Banyak ayat Al-Qur’an yang menerangkan tentang kewajiban seseorang untuk tetap teguh beriman kepada Allah SWT dan Rasul-Nya. Iman kepada Rasul SAW sebagai utusan Allah SWT, merupakan satu keharusan dan sekaligus kebutuhan setiap individu. Dengan demikian, Allah akan memperkokoh dan memperbaiki keadaan mereka.
يَا أَيُّهَا الَّذِينَ آَمَنُوا أَطِيعُوا اللَّهَ وَأَطِيعُوا الرَّسُولَ وَأُولِي الْأَمْرِ مِنْكُمْ فَإِنْ تَنَازَعْتُمْ فِي شَيْءٍ فَرُدُّوهُ إِلَى اللَّهِ وَالرَّسُولِ إِنْ كُنْتُمْ تُؤْمِنُونَ بِاللَّهِ وَالْيَوْمِ الْآَخِرِ ذَلِكَ خَيْرٌ وَأَحْسَنُ تَأْوِيلًا
Artinya : “Hai orang-orang yang beriman, taatilah Allah dan taatilah Rasul (nya), dan ulil amri di antara kamu. Kemudian jika kamu berlainan pendapat tentang sesuatu, Maka kembalikanlah ia kepada Allah (Al Quran) dan Rasul (sunnahnya), jika kamu benar-benar beriman kepada Allah dan hari kemudian. yang demikian itu lebih utama (bagimu) dan lebih baik akibatnya”. (QS An-Nisa : 59).

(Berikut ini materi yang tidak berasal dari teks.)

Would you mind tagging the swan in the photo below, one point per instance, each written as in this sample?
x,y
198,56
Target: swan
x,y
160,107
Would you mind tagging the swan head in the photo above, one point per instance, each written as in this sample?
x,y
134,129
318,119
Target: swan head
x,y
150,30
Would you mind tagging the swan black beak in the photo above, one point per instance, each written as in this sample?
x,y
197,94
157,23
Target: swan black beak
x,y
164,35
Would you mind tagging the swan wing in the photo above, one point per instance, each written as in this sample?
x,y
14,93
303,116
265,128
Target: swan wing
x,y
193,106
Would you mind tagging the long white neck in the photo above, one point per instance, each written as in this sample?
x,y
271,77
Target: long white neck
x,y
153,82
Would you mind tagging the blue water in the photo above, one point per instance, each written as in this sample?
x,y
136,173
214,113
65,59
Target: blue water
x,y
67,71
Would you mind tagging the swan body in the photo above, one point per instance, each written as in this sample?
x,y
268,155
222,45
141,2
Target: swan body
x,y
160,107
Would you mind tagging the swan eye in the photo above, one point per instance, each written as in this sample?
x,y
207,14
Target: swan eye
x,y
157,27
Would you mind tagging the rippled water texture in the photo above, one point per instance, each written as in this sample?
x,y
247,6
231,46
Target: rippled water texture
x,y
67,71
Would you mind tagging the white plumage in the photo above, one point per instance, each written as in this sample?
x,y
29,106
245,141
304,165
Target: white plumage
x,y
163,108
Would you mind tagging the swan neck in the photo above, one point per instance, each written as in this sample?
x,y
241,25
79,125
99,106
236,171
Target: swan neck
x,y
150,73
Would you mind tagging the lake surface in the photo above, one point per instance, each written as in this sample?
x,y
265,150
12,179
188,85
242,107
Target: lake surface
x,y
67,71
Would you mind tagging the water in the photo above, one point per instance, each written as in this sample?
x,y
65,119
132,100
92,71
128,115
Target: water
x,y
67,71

Al-qur’an dan hadist sebagai pedoman hidup, sumber hukum dan ajaran dalam Islam, antara yang satu dengan yang lainya tidak dapat dipisahkan. Al-qur’an sebagai sumber ajaran utama yang memuat ajaran-ajaran yang bersifat umum. Oleh karena itu, kehadiran hadist sebagai sumber ajaran kedua tampil untuk menjelaskan (bayan) keumuman isi Al-qur’an tersebut.
Allah SWT menurunkan Al-qur’an agar dapat dipahami oleh manusia, maka Rasul di perintahkan untuk menjelaskan kandungan dan cara-cara melaksanakan ajaranya kepada mereka melalui hadis-hadisnya.